Balancing on Big Feet

   On this first outing of the winter, I shuffled cautiously through an introductory period of re-familiarization with snowshoes. After 15 or 20 minutes of acclimation on the packed snow trail, I settled into a comfortable pace, guided by the rhythmic cadence set by my cross-country ski poles. Two steps per pole plant. Breath and poles meshed in an easy pattern as I advanced deeper into the wintry stillness of the forest.
   Then, almost immediately as soon as I released concerns about balance, or the warmth of the gloves I’d selected, I found myself miles away from the sparkling beauty spread before me. My mind began reviewing the menu for dinner that evening with friends.

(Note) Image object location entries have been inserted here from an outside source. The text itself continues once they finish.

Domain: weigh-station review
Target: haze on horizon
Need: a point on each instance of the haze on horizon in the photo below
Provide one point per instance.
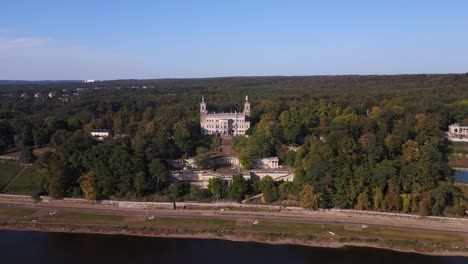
(59, 40)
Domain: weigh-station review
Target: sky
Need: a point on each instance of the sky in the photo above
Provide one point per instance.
(142, 39)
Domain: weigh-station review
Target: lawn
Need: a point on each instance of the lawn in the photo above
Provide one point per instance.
(81, 218)
(25, 183)
(459, 147)
(8, 170)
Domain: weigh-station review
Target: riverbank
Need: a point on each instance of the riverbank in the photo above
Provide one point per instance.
(324, 234)
(238, 238)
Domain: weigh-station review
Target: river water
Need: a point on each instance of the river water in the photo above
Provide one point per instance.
(37, 247)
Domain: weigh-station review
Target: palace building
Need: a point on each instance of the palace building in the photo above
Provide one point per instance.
(225, 124)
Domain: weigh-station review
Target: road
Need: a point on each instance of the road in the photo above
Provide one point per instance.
(310, 217)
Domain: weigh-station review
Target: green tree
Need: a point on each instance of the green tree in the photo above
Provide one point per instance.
(27, 155)
(268, 189)
(176, 191)
(216, 187)
(238, 188)
(378, 198)
(406, 200)
(393, 196)
(203, 160)
(195, 193)
(141, 183)
(159, 173)
(88, 186)
(363, 202)
(308, 198)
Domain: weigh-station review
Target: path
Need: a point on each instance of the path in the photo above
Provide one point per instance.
(12, 180)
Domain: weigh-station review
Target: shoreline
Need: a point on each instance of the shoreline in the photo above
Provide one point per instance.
(332, 244)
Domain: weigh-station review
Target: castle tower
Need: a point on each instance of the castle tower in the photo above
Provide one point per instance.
(203, 110)
(247, 106)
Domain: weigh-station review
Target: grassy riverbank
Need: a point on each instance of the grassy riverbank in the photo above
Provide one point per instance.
(325, 235)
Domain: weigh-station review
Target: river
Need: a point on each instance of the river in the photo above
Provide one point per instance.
(38, 247)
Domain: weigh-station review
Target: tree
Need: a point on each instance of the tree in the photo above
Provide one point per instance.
(27, 155)
(268, 189)
(411, 150)
(363, 202)
(159, 173)
(88, 186)
(176, 191)
(308, 198)
(216, 187)
(57, 178)
(425, 204)
(406, 200)
(141, 183)
(203, 160)
(393, 144)
(195, 193)
(238, 188)
(246, 161)
(393, 196)
(378, 198)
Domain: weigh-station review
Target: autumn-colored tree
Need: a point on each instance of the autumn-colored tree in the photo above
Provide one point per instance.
(88, 186)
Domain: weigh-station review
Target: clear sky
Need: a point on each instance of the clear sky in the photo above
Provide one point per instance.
(111, 39)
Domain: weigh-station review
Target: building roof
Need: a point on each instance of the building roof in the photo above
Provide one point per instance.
(97, 130)
(226, 115)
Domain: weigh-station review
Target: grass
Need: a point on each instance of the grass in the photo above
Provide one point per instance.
(261, 231)
(8, 170)
(25, 183)
(80, 218)
(458, 160)
(191, 222)
(459, 147)
(464, 188)
(9, 214)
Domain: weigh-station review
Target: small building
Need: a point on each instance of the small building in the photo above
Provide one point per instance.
(458, 131)
(100, 134)
(266, 163)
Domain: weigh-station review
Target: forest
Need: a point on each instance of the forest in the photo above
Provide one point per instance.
(363, 142)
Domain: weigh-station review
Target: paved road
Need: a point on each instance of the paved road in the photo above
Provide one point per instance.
(459, 228)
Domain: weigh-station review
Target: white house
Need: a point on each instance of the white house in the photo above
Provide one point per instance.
(266, 163)
(224, 124)
(458, 131)
(100, 134)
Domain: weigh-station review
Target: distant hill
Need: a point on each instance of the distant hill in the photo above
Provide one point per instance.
(19, 82)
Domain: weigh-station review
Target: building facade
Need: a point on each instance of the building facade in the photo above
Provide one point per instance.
(458, 131)
(100, 134)
(224, 124)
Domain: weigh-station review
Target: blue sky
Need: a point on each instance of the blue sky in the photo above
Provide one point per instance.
(175, 39)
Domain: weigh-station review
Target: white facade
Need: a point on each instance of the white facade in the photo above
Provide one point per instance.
(458, 131)
(100, 134)
(224, 124)
(267, 163)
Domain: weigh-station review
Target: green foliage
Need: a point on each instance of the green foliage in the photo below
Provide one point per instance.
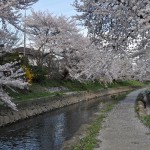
(9, 57)
(39, 74)
(146, 120)
(40, 89)
(132, 83)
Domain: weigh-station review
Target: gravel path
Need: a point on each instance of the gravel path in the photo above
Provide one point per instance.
(122, 130)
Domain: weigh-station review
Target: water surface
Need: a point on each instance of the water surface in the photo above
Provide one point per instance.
(50, 130)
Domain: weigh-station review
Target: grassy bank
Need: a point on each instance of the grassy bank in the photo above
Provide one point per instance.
(89, 141)
(42, 90)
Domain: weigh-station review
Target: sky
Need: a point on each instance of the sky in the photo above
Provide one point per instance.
(57, 7)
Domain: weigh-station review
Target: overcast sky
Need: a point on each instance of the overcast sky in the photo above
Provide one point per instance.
(56, 7)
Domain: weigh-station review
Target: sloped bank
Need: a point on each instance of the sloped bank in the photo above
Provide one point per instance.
(35, 107)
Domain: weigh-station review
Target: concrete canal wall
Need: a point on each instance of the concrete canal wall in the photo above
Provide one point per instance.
(35, 107)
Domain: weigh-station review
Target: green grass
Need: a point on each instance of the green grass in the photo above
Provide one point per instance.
(89, 141)
(74, 85)
(40, 90)
(146, 120)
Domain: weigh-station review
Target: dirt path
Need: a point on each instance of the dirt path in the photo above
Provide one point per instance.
(122, 130)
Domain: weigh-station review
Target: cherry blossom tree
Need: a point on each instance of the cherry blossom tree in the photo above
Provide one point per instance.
(54, 37)
(10, 73)
(119, 24)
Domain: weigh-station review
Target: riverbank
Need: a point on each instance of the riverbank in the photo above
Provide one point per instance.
(38, 106)
(122, 130)
(85, 138)
(55, 88)
(143, 107)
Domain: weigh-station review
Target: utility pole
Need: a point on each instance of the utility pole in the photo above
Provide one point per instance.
(24, 50)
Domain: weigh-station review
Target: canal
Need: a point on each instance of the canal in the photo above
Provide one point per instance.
(50, 130)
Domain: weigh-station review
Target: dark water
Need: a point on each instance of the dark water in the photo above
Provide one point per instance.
(50, 130)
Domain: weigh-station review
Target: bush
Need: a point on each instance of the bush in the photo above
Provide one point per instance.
(39, 74)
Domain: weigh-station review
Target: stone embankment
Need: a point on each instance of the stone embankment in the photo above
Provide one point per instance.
(35, 107)
(142, 102)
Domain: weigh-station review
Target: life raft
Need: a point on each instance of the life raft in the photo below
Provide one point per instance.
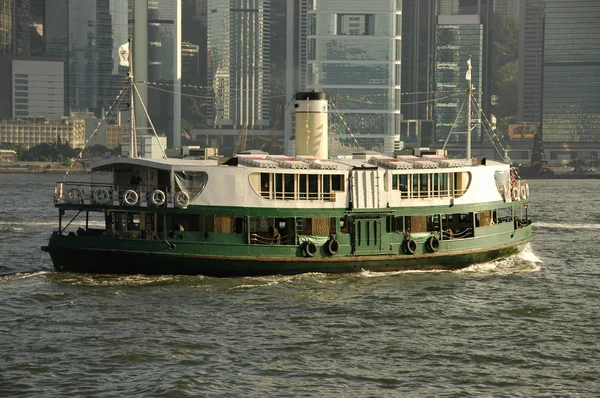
(410, 246)
(433, 244)
(130, 197)
(158, 197)
(101, 196)
(333, 247)
(75, 195)
(515, 193)
(309, 249)
(182, 199)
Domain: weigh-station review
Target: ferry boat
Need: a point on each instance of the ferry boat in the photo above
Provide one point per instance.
(263, 214)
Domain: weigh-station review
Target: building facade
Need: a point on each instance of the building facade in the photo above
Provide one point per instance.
(7, 27)
(86, 35)
(71, 131)
(457, 38)
(354, 53)
(571, 71)
(31, 87)
(155, 26)
(239, 63)
(531, 56)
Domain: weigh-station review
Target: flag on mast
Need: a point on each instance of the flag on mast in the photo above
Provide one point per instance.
(124, 54)
(468, 75)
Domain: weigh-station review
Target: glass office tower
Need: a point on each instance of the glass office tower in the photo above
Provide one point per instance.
(354, 51)
(457, 38)
(239, 62)
(571, 76)
(155, 26)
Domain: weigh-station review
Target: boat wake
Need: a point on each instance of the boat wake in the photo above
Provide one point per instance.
(526, 261)
(566, 226)
(9, 277)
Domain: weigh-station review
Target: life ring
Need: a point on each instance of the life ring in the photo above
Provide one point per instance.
(515, 193)
(333, 247)
(130, 197)
(182, 199)
(410, 245)
(75, 195)
(101, 196)
(310, 249)
(158, 197)
(433, 244)
(523, 192)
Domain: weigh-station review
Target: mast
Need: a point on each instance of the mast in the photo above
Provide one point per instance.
(133, 146)
(469, 89)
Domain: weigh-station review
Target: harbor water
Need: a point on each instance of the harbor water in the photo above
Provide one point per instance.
(525, 326)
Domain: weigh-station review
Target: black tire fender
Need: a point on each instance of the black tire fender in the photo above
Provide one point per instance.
(433, 244)
(310, 249)
(333, 247)
(410, 246)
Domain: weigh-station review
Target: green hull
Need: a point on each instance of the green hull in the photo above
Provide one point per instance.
(154, 257)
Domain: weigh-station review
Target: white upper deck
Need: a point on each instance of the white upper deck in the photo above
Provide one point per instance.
(362, 181)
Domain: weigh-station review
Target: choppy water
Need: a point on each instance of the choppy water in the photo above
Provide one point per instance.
(525, 326)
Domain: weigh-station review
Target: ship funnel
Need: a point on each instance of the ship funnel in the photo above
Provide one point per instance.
(311, 125)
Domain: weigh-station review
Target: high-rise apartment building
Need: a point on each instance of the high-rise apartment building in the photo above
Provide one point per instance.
(510, 9)
(354, 53)
(458, 37)
(571, 71)
(239, 63)
(155, 26)
(86, 34)
(31, 88)
(7, 27)
(531, 55)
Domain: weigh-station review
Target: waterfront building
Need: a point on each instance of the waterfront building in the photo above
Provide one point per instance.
(155, 27)
(354, 51)
(7, 27)
(458, 37)
(31, 87)
(571, 67)
(35, 131)
(531, 48)
(510, 9)
(238, 50)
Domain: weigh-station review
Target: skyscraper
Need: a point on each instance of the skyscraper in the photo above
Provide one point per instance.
(7, 27)
(571, 71)
(354, 52)
(155, 26)
(86, 34)
(458, 37)
(239, 62)
(531, 48)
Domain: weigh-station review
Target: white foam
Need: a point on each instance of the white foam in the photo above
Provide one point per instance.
(565, 226)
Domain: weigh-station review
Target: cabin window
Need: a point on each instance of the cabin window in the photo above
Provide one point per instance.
(313, 186)
(191, 182)
(395, 224)
(289, 186)
(264, 184)
(278, 186)
(423, 188)
(297, 186)
(271, 231)
(184, 222)
(303, 188)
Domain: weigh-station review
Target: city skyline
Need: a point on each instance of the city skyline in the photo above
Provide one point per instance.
(376, 96)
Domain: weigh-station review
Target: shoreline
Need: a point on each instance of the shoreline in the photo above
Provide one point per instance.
(16, 170)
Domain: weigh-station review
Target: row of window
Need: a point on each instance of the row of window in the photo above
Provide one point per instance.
(282, 186)
(431, 185)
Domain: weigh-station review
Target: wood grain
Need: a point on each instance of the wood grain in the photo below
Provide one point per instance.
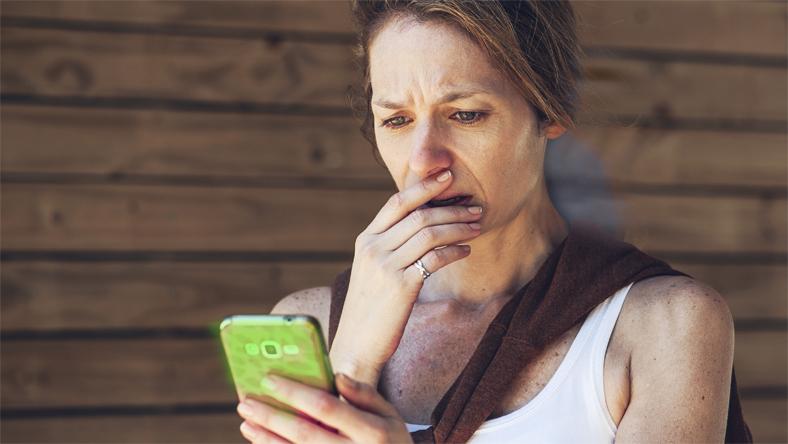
(738, 27)
(40, 139)
(107, 217)
(51, 295)
(87, 64)
(139, 372)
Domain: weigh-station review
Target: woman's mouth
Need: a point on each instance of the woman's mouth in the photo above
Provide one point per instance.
(457, 200)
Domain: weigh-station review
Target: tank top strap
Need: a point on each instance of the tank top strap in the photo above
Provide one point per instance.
(610, 311)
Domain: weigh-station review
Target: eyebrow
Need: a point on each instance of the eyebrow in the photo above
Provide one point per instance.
(446, 98)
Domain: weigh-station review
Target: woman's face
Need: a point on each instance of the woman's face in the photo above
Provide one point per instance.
(438, 103)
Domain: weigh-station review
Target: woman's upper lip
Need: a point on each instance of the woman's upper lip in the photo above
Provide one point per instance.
(449, 196)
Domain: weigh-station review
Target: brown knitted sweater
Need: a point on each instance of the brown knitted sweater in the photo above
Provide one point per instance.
(584, 270)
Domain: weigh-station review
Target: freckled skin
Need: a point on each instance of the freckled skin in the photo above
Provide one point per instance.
(672, 347)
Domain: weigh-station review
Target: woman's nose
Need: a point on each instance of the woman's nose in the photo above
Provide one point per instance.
(429, 152)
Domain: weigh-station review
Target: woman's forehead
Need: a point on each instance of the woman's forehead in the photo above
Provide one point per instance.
(429, 55)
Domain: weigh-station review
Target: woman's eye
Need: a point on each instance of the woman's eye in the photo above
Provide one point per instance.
(464, 117)
(475, 116)
(388, 123)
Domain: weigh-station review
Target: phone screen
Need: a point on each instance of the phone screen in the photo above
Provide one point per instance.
(287, 345)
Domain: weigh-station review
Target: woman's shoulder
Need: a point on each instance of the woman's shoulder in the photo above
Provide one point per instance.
(670, 308)
(315, 301)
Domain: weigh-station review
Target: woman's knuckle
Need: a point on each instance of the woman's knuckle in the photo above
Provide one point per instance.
(302, 431)
(440, 255)
(396, 200)
(420, 218)
(324, 405)
(427, 235)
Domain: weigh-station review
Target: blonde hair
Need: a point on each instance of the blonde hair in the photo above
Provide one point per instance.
(533, 42)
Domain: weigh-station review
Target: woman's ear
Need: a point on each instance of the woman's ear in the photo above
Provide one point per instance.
(552, 130)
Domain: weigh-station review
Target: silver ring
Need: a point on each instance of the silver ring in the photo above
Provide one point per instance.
(420, 265)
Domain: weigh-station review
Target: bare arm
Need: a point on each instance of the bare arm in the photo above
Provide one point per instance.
(680, 366)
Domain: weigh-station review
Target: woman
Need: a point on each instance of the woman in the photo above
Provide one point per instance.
(461, 99)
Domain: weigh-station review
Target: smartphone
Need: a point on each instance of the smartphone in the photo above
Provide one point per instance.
(288, 345)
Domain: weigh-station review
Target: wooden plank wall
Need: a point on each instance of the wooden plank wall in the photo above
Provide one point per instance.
(163, 163)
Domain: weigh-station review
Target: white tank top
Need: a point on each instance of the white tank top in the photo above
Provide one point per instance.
(571, 408)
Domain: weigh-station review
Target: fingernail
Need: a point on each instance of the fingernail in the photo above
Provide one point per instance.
(244, 409)
(348, 380)
(475, 210)
(268, 383)
(246, 429)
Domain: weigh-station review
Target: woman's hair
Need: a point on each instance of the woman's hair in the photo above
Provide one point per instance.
(534, 42)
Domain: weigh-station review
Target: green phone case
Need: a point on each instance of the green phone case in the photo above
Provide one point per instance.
(287, 345)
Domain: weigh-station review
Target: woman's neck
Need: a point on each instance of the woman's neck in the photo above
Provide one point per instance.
(502, 260)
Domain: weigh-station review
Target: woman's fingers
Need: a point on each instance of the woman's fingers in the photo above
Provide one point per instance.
(407, 200)
(364, 396)
(285, 425)
(422, 218)
(257, 434)
(424, 245)
(323, 407)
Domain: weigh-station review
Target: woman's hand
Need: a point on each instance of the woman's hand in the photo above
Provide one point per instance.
(384, 283)
(364, 416)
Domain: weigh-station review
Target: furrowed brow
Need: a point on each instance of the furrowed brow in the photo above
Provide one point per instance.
(450, 97)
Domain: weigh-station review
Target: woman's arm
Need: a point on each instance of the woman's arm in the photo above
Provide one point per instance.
(681, 364)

Moments later, it was sorting out the wardrobe for an upcoming trip. You know how it goes! 

 Muttering in the Forest

   In the silence of this forest, the loudest intrusion on tranquility loomed in my own mind. “One-two, one-two,” I countered, choosing to stop the repetitious cycle of mental ruminations by mentally counting my steps. “One-two, one-two,” correcting my course on the trail. The focused count pulled me back on track to the destination I value most when I walk—a place of peace in myself. Even in a setting of quiet beauty, it’s amazing how difficult it can be to get my head in the same location as my feet. “One-two, one-two.” One moment at a time.